In a world where, even now, women are expected to be dignified, labelled as ‘too emotional’, and criticised for their every move, the image of a woman thrashing about in a public space, screaming, tossing groceries, and eventually expelling liquid from various orifices, is an act of complete rebellion. It’s no wonder so many women have a strange appreciation for the scene.

It’s a surreal sequence, with Adjani’s Anna appearing to have a miscarriage, as you can see that unidentifiable liquids are seeping from her skirt, although it’s unclear just what exactly is going on. Perhaps it’s a more metaphorical miscarriage, her body purging everything as she battles through a violent divorce, but regardless, it’s traumatic, and unsurprisingly, Adjani found the experience of playing Anna equally as scarring. 

The actor reportedly attempted suicide after starring in Possession, too emotionally drained from shooting scenes as intense as this. It’s a shame, in a way, that the subway sequence, so searingly painful to witness, and you can only imagine how it must’ve felt to act it, has been reduced to internet infamy, often sped up and placed behind a caption about not getting a text back. 

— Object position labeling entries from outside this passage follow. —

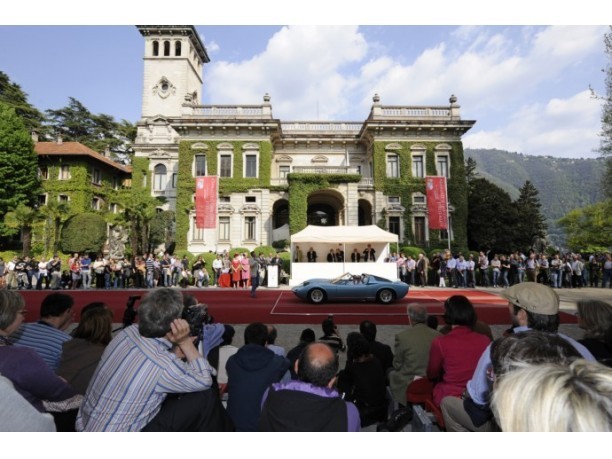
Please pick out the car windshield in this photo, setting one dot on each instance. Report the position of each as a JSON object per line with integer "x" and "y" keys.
{"x": 342, "y": 279}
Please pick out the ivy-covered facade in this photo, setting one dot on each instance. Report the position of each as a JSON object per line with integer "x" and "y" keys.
{"x": 75, "y": 180}
{"x": 276, "y": 177}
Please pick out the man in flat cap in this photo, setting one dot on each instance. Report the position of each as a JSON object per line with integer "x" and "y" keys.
{"x": 532, "y": 306}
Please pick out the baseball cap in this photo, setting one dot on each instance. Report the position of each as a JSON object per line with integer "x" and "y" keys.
{"x": 533, "y": 297}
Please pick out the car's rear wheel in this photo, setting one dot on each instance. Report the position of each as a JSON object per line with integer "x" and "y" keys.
{"x": 316, "y": 296}
{"x": 386, "y": 296}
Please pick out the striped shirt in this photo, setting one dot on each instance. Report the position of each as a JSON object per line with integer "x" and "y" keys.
{"x": 132, "y": 380}
{"x": 45, "y": 339}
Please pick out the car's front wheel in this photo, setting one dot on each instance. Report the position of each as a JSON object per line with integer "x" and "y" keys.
{"x": 386, "y": 296}
{"x": 316, "y": 296}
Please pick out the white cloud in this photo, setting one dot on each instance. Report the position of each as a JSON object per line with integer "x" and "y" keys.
{"x": 500, "y": 75}
{"x": 301, "y": 68}
{"x": 561, "y": 127}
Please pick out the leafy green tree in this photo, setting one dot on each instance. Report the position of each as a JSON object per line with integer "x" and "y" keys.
{"x": 589, "y": 228}
{"x": 530, "y": 225}
{"x": 470, "y": 170}
{"x": 491, "y": 217}
{"x": 12, "y": 95}
{"x": 138, "y": 209}
{"x": 99, "y": 132}
{"x": 19, "y": 182}
{"x": 162, "y": 228}
{"x": 83, "y": 233}
{"x": 23, "y": 219}
{"x": 55, "y": 214}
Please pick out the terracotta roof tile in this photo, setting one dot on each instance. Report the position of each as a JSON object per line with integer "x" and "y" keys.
{"x": 75, "y": 149}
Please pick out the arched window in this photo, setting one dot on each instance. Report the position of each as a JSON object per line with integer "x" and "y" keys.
{"x": 200, "y": 165}
{"x": 160, "y": 177}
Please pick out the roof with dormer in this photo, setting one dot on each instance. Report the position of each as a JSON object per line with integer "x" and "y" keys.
{"x": 76, "y": 149}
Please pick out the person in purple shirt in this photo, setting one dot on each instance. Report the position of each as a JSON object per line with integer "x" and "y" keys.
{"x": 310, "y": 404}
{"x": 30, "y": 375}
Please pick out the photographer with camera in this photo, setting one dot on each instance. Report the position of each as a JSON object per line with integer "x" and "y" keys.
{"x": 142, "y": 384}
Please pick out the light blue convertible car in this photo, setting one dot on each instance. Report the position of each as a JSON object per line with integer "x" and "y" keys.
{"x": 350, "y": 287}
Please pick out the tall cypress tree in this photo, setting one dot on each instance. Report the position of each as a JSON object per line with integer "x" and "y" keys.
{"x": 18, "y": 165}
{"x": 531, "y": 225}
{"x": 491, "y": 217}
{"x": 605, "y": 146}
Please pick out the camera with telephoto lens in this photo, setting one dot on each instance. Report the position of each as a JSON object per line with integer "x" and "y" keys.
{"x": 197, "y": 316}
{"x": 129, "y": 316}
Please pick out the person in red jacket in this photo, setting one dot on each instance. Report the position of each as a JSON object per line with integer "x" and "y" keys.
{"x": 453, "y": 357}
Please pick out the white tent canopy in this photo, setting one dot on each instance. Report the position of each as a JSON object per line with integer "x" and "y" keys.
{"x": 344, "y": 235}
{"x": 323, "y": 239}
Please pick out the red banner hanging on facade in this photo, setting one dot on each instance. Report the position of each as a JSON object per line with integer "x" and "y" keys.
{"x": 437, "y": 202}
{"x": 206, "y": 202}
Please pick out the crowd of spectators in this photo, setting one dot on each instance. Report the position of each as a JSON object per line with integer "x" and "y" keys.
{"x": 447, "y": 269}
{"x": 177, "y": 370}
{"x": 81, "y": 271}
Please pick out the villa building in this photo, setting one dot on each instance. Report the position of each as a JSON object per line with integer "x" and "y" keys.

It’s one of many emotional high points in the film, and its public setting of a subway, wherein Anna simply cannot hold in this anger, this physical expulsion, until she gets home, makes it even more impactful. But where was it filmed? If you’re a big fan of the movie, which is truly the most harrowing tale of divorce ever put to film, then why not visit the very spot where Adjani let all inhibitions go and delivered the performance of a lifetime?

The backdrop of a divided Berlin is vital to the movie’s depiction of a husband and wife tearing each other apart, with the whole film shot on location, mostly in Kreuzberg. For the subway scene, we’re taken to the Platz der Luftbrücke Berlin U-Bahn station, where Anna uses the escalator, which is now gone, and walks through the tunnel where she appears possessed. 

Hundreds of people walk through that tunnel every day, unaware that it was once the site of Adjani’s infamous performance, a meltdown to end all onscreen meltdowns, hard to watch in all of its animalism, yet so captivating that you just can’t look away.

Perhaps there should be a plaque to commemorate the scene, which succeeds in capturing the character’s complete breakdown of sanity, giving us one of the most terrific performances of the 1980s in the process.